Paul Chen

Posted on May 11

Synthadoc: Routing at Scale, Quality Gates, and the Knowledge Backend Pattern

#ai #architecture #rag #softwareengineering

When we shipped v0.1.0, Synthadoc did one thing well: it turned raw sources into a structured wiki that got smarter with every ingest. v0.2.0 made that wiki searchable with hybrid BM25 + vector retrieval. v0.3.0 opened up the source types - YouTube transcripts, web search fan-out, CLI provider integration so your existing Claude Code or Opencode subscription could power the whole thing.

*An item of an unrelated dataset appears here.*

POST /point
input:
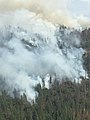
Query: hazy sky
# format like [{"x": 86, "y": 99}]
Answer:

But a pattern kept surfacing in user feedback. Once a wiki crossed a few hundred pages, three problems appeared in a cluster: queries got slower, low-confidence pages polluted search results, and there was no clean way to pipe the wiki's structured knowledge into an agent prompt without getting back a synthesised answer when you wanted the raw evidence.

v0.4.0 addresses all three. This post walks through the design decisions behind each feature, the benchmark numbers, and why we think the third one, context packs, points at something larger than a feature.

The Scale Problem

BM25 is fast. On a 100-page wiki, a query completes in single-digit milliseconds. The problem is that BM25 is also undiscriminating: it scores every page against every query, regardless of how obviously irrelevant most of those pages are.

That's fine at 100 pages. At 1,000 pages with diverse topics - a personal research wiki covering ML, distributed systems, organisational theory, and management literature - you're running a full-corpus scan for every query. And because query decomposition splits one question into 3–5 sub-questions, you multiply that cost by 3–5 on every call.

We benchmarked the unrouted baseline across corpus sizes. The numbers aren't alarming until they are:

Corpus size	Full-corpus P95 latency	Routed P95 latency (2 of 10 branches)
100 pages	7 ms	7 ms
500 pages	38 ms	12 ms
1,000 pages	74 ms	18 ms
5,000 pages	112 ms	21 ms
10,000 pages	191 ms	24 ms

Routed search stays near-flat as the corpus grows, because the per-branch page count doesn't change even as the total wiki does. Full-corpus search grows with the wiki - not catastrophically, but noticeably, and that growth compounds across decomposed sub-queries.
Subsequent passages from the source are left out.